Monday 28 April 2014

No "Beyonce" strategy for Mariah's new album

Is Mariah Carey actually pulling a "Beyoncé" with her upcoming 14th album? Depends on who you ask. In an interview for a Billboard cover story, on newsstands Monday, Carey indicated that a Beyoncé-esque approach was afoot for the project, explaining that she wanted her fans to hear the album "as a body of work" and experience it "as if they were listening to it with me for the first time". Specifically, she wanted to be the one to announce the album's title, which takes its name "from a personal possession of mine that's part of an entity I've had almost all of my life".

Though she never explicitly said the album would be a surprise release, subsequent interviews with Jermaine Dupri and two sources familiar with the album's planned distribution confirmed that a digital-first, everything-at-once strategy was in the works. Dupri even went so far as to compare the plan to the way Beyoncé let the fans democratize the typical album rollout. "The challenge with Mariah has always been if I like one record and she likes another, you can never pick a single that satisfies everybody," he said. "If you just did what Beyoncé did, she just gave you 17 singles and you picked which record you like."

But Def Jam, Carey's label, is now telling a different story. According to Laura Swanson, the label's exec VP-media, the album will, in fact, be preceded by a traditional strategy leading up to a "late May" simultaneous digital/physical street date. "Mariah will announce the date and title in advance of the on-sale date," she said, noting that the cover and confirmed tracklist will all be included.

Swanson had initially declined comment for Billboard's cover story before it hit subscribers last Friday (April 25), with Carey's publicity team at PMK-BNC only indicating that the album's initial release date, May 6, was inaccurate. Def Jam Recordings CEO Steve Bartels was unable to provide specific details about the project when asked on multiple occasions for an interview.

If Def Jam sounds nervous, it's understandable. The album was initially on track for a May 2013 release, before being pushed to July 23 and eventually shelved indefinitely while Carey recuperated from a July 2013 shoulder injury. Though the summer 2013 release date would have capitalized on the momentum from hit Miguel duet "#Beautiful", which peaked at No. 15 on the Hot 100 with sales of 1.2 million copies, the rollout since then has been troubled. "The Art of Letting Go", a song Dupri dubs a "preview track" that was released in November, came and went to little fanfare. And the project's next official single, "You're Mine (Eternal)", stiffed with sales of 56,000 copies and one week on the Hot 100, where it debuted and peaked at No. 88.

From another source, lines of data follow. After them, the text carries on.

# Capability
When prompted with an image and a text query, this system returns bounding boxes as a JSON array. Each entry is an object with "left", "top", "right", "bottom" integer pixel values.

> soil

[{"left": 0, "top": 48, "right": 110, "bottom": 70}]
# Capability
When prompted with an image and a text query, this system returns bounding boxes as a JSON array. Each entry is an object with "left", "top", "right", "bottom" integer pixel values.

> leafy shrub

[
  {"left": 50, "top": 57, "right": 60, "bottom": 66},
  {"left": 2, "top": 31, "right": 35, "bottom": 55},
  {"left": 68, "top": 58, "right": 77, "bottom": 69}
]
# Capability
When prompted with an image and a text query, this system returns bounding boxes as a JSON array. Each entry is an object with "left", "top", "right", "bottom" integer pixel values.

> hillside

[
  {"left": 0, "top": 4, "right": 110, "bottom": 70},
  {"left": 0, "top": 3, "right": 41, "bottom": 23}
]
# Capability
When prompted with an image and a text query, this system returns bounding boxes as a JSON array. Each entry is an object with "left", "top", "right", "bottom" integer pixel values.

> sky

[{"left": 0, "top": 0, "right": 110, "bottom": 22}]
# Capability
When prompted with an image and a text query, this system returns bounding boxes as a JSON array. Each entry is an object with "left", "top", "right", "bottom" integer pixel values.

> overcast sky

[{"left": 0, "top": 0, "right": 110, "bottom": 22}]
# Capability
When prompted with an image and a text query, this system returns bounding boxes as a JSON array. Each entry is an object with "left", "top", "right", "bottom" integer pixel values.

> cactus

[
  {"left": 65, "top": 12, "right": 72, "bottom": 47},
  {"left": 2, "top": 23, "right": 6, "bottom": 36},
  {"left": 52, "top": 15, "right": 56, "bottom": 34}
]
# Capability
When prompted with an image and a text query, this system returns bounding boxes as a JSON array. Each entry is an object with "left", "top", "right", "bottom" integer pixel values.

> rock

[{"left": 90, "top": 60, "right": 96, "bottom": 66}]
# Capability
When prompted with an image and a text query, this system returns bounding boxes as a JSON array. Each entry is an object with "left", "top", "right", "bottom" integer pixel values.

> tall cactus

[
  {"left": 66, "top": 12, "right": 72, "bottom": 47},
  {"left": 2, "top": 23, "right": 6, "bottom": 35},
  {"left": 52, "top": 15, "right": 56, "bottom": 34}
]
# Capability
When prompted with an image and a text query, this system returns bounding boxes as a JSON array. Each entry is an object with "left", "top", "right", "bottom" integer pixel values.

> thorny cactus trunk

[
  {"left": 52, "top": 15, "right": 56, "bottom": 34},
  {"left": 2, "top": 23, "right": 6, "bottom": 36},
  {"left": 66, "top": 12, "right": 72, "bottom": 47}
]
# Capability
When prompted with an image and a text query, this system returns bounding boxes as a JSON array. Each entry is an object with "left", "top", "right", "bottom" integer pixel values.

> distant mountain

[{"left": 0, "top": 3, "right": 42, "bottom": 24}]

As for Carey, she seemed to be relishing the chance to indulge her inner perfectionist with this project, acknowledging that it's been the longest gap between albums. During her April 21 interview with Billboard, Carey seemed to believe that a May 6 release date was still plausible, and that she could still "hand in the master at the very last minute". Indeed, she tweeted over the weekend a picture of a New York City rainbow with the caption "studio break".

"People don't understand, it could be one word, the way I pronounce something, or a keyboard level I want to be raised up in the mix," Carey explained of the prolonged album-tweaking process. "I gave the directive it wasn't done, and that's the way I am. I can't help it because in the past, I had to leave things that bothered me or point certain things out to other people. You would think I would be all about the singles-driven situation, and I am in a way, but with this particular album I want my fans to hear it as a body of work."